Der Müllmann, der namenlose Protagonist des Buchs (Namenlosigkeit herrscht im Buch übrigens prominent vor und verleiht ihm damit einen fast parabelhaften Anstrich), tötet Menschen. Aber nicht aus Lust, sondern aus einem Zwang heraus, der aus einem extremen Kindheitstrauma entstanden ist. Als er eines Tages mehr oder minder aus Versehen das Leben einer jungen Frau rettet, beginnt er eine Verbindung zu spüren, wie er sie zuvor nie erlebt hat. Diese Aktion weckt aber die Aufmerksamkeit der „Fliegenjägerin“, die sich auf seine Fersen heftet – eine Frau mit ihren ganz eigenen Dämonen, die sich der Ausrottung häuslicher Gewalt verschrieben hat. Eine spannende Jagd beginnt.

Das vorherrschende Thema im Buch ist Missbrauch – schonungslos wird geschildert, was jungen Menschen widerfährt und sie zu älteren, grausameren, resignierteren Menschen macht.

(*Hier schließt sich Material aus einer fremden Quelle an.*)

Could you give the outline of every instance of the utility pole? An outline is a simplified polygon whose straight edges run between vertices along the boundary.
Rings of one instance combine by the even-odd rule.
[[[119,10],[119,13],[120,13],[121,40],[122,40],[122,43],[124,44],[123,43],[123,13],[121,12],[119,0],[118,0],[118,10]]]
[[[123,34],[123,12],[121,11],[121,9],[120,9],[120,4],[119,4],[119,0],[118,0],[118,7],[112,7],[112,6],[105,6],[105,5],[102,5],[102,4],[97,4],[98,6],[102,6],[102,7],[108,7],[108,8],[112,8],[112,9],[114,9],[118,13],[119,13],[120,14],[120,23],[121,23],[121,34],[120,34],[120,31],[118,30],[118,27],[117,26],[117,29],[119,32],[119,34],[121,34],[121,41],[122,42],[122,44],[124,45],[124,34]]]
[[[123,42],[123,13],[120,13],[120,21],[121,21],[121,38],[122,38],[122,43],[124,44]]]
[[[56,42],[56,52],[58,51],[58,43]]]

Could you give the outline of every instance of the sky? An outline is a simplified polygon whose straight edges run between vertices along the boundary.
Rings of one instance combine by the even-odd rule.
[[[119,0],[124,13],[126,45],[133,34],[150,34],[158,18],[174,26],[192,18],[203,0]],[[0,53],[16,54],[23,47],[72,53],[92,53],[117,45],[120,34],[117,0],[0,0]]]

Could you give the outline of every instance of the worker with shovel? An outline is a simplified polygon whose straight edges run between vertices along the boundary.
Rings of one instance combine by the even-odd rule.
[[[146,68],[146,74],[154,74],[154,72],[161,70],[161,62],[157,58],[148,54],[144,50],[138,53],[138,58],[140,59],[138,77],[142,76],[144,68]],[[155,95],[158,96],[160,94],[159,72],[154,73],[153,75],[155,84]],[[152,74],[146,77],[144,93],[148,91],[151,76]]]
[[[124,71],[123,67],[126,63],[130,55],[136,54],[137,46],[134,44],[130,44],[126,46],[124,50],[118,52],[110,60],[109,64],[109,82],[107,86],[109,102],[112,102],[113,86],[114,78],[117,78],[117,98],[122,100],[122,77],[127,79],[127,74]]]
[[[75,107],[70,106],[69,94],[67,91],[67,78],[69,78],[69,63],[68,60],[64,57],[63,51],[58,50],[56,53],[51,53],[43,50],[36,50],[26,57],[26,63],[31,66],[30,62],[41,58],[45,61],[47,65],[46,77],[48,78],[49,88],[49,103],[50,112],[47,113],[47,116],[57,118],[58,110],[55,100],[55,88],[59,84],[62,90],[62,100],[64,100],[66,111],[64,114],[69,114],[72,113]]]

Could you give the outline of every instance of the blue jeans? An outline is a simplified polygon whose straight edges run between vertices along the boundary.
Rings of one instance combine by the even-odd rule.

Das macht diesen Thriller zu einem Buch, das nicht einfach auf billige Art schockieren und seinen Lesenden einen kalten Schauer über den Rücken jagen will, sondern betroffen machen, das Leid greifbar machen. „Ich bin der Abgrund“ präsentiert uns keine Monster, sondern vielschichtige, komplexe Charaktere mit echten Biographien, was ihm im Thriller-Genre eine gewisse Sonderstellung einräumt.

Diese Komplexität überträgt sich leider nicht immer auf den Handlungsablauf, der doch häufiger zu recht unglaubwürdigen Zufällen greift, um die Geschichte voranzutreiben. Das sorgt für so manches Stirnrunzeln, tut aber dem deutlich erkennbaren Spannungsbogen nur wenig Abbruch.

„Ich bin der Abgrund“ ist ein Psycho-Thriller, der den Menschen und seine Psyche an sich in den Vordergrund stellt, was ihm – trotz kleiner Schwächen auf Handlungsebene – meisterhaft gelingt.